The best offerings in fact are those she’s roped in collaborators for.
Side To Side is a slush of generic R&B until Nicki Minaj starts rapping expertly over Caribbean beats, Everyday featuring Future has scope to be a proper floor filler, but the real stand-out is Leave Me Lonely starring the always magnificent Macy Gray.
Her raspy, soulful vocals provide a moment of elevation on an otherwise overly sweet, frothy record.
Oscar — Cut And Paste
Love him or hate him (and, it seems, many people do when it comes to the latter), north London miserablist Oscar Scheller is forging onwards with this, his debut album.
It’s been a couple of years of work but, with songwriting of this quality, it was worth the wait. Cut And Paste starts with the excellent Sometimes, three-and-a-half minutes of perfect guitar pop, with that Morrissey-style vocal morosely reeling you in.
While it peaks right there, overall it’s good enough for you to find yourself humming track two, Be Good, or three, Feel It Too, many hours or days later. Other songs fans will know, including the cracking Breaking My Phone, Daffodil Days and Beautiful Words. Oscar’s baritone voice works well and is lifted when counterpointed with a female backing vocal — and that is used to good effect, giving catchy choruses a real breakout feel. Get it for the summer.
Martha High — Singing For The Good Times
When it comes to soul and funk, Martha High has been there, done that, and got the t-shirt.
She was a long-time backing singer for the Godfather of Soul himself, James Brown, which makes it clear she has serious musical chops and her howl and scream-style vocals fit the material on Singing For The Good Times just perfectly. Admittedly, this album cuts no new ground in a genre packed with top-notch singers and musicians, but bang this record on at any soul all-nighter and the dance floor will be full in no time.
Opener, Always Worth The Pain, sets the tone, as over a funky groove she wails and hollers about the travails of a relationship, one minute sweet, the next sour.
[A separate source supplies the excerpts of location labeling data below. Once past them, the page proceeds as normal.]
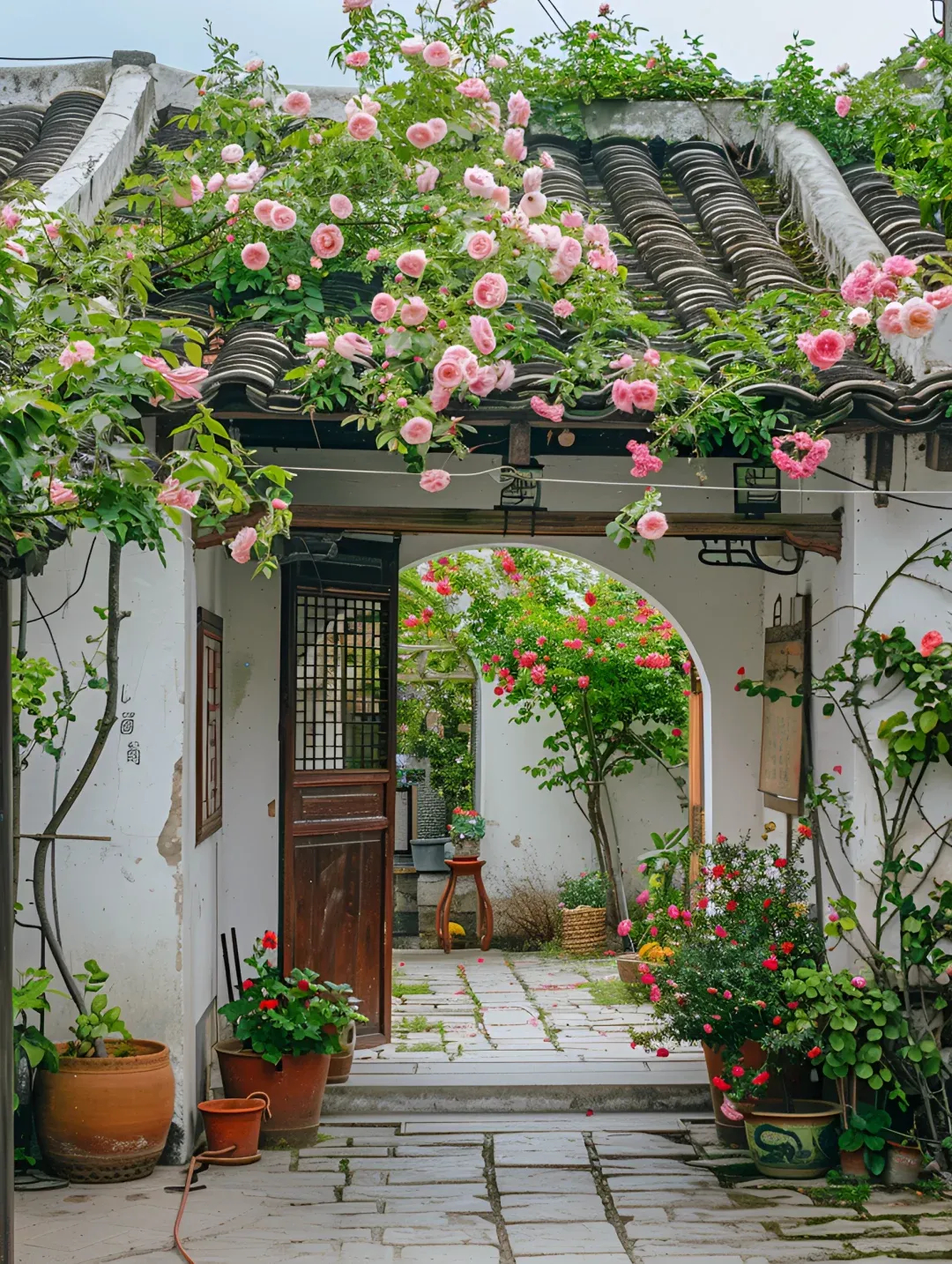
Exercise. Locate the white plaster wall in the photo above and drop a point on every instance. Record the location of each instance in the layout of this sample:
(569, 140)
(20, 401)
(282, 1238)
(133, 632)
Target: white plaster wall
(123, 902)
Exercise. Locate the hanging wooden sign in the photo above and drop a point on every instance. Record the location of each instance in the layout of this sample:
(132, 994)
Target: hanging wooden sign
(782, 734)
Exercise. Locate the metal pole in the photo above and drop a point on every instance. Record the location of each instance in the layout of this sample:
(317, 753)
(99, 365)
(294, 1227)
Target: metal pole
(6, 915)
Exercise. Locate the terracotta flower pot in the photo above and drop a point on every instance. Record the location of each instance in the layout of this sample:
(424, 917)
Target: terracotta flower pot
(294, 1087)
(800, 1145)
(903, 1163)
(105, 1119)
(341, 1062)
(753, 1056)
(234, 1121)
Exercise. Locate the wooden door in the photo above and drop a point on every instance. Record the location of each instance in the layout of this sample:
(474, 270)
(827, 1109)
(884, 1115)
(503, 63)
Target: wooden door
(339, 772)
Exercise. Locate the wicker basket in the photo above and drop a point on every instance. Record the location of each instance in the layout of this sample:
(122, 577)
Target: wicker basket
(583, 929)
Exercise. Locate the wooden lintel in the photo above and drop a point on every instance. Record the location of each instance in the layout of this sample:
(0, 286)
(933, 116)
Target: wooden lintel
(813, 532)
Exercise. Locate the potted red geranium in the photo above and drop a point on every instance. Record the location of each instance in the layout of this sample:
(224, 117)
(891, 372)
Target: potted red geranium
(286, 1029)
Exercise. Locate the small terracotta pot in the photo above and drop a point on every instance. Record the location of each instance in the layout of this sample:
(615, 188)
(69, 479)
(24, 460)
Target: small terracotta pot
(341, 1062)
(852, 1163)
(234, 1121)
(753, 1056)
(294, 1087)
(903, 1163)
(102, 1120)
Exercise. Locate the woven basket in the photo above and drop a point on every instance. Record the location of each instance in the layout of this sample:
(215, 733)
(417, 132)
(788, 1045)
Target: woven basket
(583, 929)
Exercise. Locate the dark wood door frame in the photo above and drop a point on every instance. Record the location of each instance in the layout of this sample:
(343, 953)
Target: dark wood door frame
(339, 818)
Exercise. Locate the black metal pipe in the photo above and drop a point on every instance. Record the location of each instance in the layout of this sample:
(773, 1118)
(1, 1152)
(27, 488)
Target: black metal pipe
(6, 919)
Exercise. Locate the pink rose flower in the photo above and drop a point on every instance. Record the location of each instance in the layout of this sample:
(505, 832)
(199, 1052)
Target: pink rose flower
(282, 218)
(514, 145)
(533, 205)
(434, 480)
(482, 245)
(899, 265)
(326, 241)
(929, 643)
(361, 125)
(890, 320)
(297, 104)
(413, 263)
(413, 311)
(491, 290)
(243, 544)
(256, 256)
(473, 89)
(418, 430)
(520, 110)
(651, 524)
(383, 308)
(436, 55)
(917, 317)
(427, 180)
(351, 346)
(61, 495)
(421, 136)
(482, 334)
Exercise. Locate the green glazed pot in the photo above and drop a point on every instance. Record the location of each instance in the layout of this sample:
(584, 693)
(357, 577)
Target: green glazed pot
(802, 1144)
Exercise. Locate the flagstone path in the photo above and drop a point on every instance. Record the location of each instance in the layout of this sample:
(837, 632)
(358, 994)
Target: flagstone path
(480, 1190)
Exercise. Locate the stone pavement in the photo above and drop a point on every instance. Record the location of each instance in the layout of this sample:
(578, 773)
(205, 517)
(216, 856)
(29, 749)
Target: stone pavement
(480, 1190)
(517, 1031)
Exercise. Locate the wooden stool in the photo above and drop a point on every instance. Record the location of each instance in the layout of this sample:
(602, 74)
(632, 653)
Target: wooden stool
(468, 866)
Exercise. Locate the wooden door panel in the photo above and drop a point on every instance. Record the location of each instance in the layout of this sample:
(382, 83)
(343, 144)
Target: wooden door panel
(339, 779)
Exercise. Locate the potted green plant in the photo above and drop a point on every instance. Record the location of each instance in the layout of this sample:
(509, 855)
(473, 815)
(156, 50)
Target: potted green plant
(286, 1029)
(104, 1112)
(466, 829)
(583, 904)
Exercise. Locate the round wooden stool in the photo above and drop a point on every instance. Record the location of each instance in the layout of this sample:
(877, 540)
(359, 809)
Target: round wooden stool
(468, 866)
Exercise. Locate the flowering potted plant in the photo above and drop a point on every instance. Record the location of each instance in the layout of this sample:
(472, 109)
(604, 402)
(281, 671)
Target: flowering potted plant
(286, 1029)
(466, 828)
(582, 902)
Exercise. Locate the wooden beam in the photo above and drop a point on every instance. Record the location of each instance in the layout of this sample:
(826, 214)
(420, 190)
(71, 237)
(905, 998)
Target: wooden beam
(813, 532)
I Am A Woman is another corker, Martha showing that the passing of the years has done little to diminish the power and range of her voice as the crack band of session musicians whips up a frenzy. Fire Shut In My Bones and the aptly-named For The Good Times also do what they are designed to do, namely to showcase Martha’s vocals and get you grooving. So, ground-breaking no, top-notch soul funk? Most definitely yes.